O Esporte Clube Vitória deve apresentar ao Conselho Deliberativo nos próximos meses a proposta de construção da Arena Barradão. O financiamento do projeto virá por meio de fundos de investimento vinculados a empresas nacionais, modelo semelhante ao adotado em arenas como a das Dunas, em Natal, e a Neo Química Arena, em São Paulo.
O investimento deve ser em torno de R$ 450 milhões e a capacidade do estádio aumentado para 50 mil pessoas. A ideia é lucrar com a Arena Barradão também com eventos. O presidente Fábio Mota esclareceu que a empresa que vai construir a Arena não terá vinculação com plano de sócios, que seguirá sendo do clube.

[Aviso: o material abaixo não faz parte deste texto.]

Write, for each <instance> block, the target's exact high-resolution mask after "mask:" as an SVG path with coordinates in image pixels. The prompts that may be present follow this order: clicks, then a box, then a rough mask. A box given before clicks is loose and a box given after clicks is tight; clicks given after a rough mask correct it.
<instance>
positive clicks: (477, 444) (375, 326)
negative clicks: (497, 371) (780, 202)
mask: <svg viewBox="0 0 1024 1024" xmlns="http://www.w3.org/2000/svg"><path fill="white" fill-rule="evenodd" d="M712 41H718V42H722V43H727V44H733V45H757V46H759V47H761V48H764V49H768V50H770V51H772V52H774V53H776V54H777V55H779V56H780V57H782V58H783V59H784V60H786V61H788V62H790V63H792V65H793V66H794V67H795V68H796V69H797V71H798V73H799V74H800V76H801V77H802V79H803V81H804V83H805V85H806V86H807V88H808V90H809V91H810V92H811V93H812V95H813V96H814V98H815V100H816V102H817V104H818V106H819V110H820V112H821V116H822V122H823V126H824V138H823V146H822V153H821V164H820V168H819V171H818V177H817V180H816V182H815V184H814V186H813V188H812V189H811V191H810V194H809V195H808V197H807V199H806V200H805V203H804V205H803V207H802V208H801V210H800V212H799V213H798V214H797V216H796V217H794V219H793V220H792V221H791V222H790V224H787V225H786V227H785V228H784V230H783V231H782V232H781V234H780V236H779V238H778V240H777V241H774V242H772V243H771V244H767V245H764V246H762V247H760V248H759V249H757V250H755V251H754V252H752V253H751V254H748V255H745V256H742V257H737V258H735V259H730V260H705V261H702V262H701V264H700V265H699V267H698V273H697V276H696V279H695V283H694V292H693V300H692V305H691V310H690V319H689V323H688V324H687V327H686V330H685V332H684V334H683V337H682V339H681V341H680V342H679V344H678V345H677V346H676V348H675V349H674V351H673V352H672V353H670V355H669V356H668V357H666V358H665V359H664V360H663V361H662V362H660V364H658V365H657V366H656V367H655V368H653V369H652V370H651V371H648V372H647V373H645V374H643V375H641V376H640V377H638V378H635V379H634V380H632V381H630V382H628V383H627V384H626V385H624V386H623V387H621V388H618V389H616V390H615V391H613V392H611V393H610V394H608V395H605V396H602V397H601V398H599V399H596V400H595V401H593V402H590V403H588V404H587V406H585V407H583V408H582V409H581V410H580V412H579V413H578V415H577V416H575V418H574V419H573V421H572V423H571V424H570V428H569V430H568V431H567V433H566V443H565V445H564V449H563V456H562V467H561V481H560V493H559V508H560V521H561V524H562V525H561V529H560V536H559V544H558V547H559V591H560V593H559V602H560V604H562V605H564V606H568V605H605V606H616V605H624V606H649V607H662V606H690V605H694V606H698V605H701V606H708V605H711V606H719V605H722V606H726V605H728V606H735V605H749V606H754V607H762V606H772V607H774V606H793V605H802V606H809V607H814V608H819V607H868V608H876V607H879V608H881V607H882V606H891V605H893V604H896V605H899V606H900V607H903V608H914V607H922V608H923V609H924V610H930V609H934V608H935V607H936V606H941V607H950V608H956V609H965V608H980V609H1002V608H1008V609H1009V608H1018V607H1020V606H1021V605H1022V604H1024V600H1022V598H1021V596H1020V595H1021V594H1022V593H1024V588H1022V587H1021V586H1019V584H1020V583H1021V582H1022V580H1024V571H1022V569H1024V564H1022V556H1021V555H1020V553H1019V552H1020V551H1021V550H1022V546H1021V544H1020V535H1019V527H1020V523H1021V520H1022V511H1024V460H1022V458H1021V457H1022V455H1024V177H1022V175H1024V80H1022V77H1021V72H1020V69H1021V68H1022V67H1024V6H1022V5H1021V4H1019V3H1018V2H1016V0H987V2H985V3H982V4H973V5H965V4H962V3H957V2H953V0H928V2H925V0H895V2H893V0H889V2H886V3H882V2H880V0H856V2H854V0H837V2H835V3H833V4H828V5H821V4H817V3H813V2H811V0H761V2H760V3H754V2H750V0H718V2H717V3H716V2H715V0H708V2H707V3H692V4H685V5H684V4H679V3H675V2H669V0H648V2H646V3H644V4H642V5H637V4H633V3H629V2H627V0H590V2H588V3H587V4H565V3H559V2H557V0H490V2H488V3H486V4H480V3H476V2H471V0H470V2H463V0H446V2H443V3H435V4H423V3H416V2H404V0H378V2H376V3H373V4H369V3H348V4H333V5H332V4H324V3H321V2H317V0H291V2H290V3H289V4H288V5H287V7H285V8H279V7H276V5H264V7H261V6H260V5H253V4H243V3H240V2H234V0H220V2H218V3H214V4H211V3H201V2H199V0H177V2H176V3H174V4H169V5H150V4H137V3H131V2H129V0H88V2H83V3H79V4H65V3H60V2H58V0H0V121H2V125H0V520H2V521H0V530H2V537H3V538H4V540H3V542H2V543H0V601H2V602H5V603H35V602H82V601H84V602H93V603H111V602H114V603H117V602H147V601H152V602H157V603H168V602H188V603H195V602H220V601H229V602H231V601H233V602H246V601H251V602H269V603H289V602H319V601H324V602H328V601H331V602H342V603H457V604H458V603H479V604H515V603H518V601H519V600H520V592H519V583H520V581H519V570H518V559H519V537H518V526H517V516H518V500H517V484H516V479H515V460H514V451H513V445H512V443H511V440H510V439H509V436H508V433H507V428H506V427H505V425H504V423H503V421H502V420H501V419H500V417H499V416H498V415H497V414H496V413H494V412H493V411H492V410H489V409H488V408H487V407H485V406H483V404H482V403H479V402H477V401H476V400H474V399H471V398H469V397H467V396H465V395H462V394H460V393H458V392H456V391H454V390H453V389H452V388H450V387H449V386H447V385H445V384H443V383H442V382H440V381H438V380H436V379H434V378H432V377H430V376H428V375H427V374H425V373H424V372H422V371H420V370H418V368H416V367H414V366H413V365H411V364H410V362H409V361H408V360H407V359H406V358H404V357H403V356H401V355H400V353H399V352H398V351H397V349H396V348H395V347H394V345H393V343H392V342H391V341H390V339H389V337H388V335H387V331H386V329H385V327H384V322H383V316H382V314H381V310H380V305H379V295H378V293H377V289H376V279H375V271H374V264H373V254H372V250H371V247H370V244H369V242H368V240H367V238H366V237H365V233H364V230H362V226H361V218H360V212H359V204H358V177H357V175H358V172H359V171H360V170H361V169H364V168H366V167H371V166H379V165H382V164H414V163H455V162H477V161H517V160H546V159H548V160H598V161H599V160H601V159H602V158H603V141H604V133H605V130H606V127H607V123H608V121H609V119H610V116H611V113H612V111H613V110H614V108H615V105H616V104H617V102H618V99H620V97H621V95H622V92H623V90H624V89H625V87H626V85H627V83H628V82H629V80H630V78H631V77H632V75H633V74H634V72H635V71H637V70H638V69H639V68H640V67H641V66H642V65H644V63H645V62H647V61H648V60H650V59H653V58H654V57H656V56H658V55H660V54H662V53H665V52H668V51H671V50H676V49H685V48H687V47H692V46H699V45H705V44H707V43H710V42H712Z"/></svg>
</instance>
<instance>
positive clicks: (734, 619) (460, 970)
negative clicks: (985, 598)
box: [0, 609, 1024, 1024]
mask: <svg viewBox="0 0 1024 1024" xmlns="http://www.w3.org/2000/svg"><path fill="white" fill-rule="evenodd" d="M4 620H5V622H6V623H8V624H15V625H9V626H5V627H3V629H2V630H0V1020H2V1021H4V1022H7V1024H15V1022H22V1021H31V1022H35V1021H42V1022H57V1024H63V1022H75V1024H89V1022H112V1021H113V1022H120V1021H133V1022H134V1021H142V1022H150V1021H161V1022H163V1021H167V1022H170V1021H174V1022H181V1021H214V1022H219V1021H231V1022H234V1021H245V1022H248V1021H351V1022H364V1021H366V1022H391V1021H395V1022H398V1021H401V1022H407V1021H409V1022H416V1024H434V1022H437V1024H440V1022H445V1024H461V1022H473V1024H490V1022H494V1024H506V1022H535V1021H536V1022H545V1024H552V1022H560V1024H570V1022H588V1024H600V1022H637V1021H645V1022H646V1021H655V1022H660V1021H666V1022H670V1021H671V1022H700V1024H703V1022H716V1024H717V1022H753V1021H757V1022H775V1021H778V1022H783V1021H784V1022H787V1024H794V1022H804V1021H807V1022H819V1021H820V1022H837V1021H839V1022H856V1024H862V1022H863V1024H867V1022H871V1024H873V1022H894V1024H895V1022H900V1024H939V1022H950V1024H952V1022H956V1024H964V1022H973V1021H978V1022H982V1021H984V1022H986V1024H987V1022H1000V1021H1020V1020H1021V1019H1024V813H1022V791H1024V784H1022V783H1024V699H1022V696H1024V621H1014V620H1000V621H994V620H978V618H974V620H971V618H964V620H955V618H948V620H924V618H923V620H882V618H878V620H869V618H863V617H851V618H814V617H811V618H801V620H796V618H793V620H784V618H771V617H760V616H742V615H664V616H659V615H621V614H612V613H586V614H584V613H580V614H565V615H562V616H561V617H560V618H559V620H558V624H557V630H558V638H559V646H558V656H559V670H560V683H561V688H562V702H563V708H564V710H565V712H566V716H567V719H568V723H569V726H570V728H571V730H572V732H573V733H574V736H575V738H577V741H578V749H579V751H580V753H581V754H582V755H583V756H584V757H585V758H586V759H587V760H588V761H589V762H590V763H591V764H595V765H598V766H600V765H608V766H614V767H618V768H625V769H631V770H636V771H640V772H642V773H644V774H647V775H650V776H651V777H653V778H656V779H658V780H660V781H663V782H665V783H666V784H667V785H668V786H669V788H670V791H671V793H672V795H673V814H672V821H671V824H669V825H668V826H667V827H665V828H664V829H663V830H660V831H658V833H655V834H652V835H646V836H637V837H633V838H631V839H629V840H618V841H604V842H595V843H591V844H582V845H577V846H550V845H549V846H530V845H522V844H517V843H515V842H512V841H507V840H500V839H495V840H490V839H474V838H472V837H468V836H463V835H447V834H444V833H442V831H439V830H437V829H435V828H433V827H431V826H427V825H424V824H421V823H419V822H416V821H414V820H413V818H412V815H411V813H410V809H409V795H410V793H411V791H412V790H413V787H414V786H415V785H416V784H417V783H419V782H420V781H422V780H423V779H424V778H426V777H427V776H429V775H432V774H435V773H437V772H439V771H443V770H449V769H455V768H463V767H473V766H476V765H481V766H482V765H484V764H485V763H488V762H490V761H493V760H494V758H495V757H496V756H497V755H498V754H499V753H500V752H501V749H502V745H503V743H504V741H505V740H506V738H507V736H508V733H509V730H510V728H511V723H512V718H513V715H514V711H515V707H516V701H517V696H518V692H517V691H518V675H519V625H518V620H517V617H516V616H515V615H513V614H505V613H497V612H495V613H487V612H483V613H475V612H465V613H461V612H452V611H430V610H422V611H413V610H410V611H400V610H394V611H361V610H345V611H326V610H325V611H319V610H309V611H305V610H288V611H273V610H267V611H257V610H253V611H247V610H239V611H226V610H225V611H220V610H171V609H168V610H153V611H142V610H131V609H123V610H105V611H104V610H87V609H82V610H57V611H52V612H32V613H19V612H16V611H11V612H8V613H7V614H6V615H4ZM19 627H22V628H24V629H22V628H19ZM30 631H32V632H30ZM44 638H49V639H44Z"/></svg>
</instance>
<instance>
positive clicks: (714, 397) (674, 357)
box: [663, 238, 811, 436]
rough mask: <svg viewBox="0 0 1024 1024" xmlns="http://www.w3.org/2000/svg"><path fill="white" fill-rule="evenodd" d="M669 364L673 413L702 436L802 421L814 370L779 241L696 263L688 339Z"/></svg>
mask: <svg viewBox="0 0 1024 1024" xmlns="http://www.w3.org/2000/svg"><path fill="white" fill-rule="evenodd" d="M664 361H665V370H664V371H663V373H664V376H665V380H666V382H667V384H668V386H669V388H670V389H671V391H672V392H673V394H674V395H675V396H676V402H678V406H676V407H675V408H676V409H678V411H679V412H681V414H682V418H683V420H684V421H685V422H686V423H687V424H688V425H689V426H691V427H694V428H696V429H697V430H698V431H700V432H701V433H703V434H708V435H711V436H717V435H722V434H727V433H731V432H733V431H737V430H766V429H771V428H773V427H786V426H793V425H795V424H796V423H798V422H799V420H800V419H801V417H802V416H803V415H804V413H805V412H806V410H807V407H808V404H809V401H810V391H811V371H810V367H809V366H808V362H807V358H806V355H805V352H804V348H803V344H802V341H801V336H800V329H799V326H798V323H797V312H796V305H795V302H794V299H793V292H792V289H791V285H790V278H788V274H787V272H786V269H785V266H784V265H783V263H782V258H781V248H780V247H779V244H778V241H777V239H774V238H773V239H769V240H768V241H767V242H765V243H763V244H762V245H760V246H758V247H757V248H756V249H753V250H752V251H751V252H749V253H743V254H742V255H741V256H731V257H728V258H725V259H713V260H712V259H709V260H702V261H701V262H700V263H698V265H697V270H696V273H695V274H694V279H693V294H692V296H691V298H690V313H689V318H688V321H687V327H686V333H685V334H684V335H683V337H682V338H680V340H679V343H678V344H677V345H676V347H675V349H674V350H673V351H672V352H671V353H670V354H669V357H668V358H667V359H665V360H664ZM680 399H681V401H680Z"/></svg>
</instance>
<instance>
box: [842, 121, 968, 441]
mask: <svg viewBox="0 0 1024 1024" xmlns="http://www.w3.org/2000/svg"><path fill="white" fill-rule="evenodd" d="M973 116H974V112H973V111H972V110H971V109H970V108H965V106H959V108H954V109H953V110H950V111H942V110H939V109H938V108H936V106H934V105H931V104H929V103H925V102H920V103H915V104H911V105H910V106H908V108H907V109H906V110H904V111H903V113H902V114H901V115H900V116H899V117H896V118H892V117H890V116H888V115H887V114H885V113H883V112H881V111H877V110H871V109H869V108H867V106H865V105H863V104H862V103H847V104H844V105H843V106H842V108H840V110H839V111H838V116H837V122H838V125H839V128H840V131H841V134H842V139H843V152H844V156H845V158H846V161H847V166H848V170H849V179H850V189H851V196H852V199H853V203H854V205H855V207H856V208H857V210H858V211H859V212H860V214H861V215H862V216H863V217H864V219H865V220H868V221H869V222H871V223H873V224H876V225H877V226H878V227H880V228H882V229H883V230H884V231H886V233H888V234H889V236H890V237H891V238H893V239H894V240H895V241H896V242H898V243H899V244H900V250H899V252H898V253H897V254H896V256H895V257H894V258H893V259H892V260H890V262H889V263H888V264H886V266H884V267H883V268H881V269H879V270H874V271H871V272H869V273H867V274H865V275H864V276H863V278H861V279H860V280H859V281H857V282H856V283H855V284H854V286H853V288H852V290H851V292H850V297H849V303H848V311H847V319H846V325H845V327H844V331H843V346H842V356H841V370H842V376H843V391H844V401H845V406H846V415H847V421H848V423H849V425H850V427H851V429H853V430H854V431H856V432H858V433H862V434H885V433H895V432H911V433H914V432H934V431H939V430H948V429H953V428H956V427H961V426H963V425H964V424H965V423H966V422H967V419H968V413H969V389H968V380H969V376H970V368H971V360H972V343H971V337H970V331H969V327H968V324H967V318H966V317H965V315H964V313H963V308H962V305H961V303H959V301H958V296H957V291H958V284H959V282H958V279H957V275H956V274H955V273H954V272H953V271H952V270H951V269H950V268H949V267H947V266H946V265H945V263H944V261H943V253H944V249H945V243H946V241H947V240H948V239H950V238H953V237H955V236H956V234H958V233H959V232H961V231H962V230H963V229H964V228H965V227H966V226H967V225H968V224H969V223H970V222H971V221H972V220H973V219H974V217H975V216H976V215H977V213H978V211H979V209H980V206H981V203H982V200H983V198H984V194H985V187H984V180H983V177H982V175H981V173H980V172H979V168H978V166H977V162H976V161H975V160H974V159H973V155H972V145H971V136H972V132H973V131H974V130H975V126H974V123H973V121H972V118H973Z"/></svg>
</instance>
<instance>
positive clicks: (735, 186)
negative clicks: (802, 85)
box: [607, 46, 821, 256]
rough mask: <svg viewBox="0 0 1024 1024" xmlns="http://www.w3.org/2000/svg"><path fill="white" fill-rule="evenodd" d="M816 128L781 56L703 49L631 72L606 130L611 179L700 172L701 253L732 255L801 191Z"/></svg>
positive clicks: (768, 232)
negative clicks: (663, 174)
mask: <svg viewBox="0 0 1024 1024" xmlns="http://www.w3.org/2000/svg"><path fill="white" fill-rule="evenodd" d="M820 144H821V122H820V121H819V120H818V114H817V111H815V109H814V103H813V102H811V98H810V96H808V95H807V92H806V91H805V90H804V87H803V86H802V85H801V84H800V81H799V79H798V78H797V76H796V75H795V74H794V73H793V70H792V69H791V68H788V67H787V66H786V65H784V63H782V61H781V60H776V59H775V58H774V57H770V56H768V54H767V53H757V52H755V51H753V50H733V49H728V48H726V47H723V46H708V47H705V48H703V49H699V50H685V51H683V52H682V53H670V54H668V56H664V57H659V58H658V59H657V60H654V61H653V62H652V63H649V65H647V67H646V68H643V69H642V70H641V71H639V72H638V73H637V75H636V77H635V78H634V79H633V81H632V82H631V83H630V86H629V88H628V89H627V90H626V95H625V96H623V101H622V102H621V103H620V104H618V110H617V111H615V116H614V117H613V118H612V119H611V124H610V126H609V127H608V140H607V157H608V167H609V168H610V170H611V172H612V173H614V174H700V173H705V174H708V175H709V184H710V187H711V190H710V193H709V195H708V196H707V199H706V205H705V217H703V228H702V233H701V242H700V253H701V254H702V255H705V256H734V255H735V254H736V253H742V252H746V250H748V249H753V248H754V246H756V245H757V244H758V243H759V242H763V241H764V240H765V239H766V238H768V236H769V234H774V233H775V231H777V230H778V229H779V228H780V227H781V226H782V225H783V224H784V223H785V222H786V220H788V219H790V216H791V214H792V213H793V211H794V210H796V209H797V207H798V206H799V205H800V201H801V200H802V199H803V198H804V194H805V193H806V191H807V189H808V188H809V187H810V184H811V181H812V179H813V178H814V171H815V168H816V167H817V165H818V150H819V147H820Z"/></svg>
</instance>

“O futebol continua sendo prioridade, o futebol continua sendo do Vitória, não muda nada. O sócio continua sendo do Vitória, a empresa que vai chegar para fazer a Arena Barradão não tem nenhuma vinculação com o plano de sócio, não tem nenhuma vinculação com o torcedor. Vem agregar, o Vitória passa a ter uma nova renda, que é a renda sobre os eventos. O futebol é prioridade, continua sendo gerido e feito pelo Vitória, o plano de sócio não muda nada na vida do torcedor.
“A vida muda no patrimônio do clube, que passa a ter um equipamento novo. Um equipamento moderno, podendo diversificar suas receitas, trazer para cá feiras internacionais, eventos e shows internacionais, por aí vai. E levaremos agora, quando nós levarmos os investidores ao prefeito, é uma das nossas pautas. É o pedido de uma linha de BRT para a Arena Barradão. O BRT é um transporte moderno, climatizado, rápido, com via exclusiva, e linkaria o metrô ao BRT. Esse é um pedido nosso, e a gente vai reforçar isso com a chegada do investimento que vai ser feito na cidade, para a gente ter uma linha do BRT ligando a Arena Barradão ao metrô”.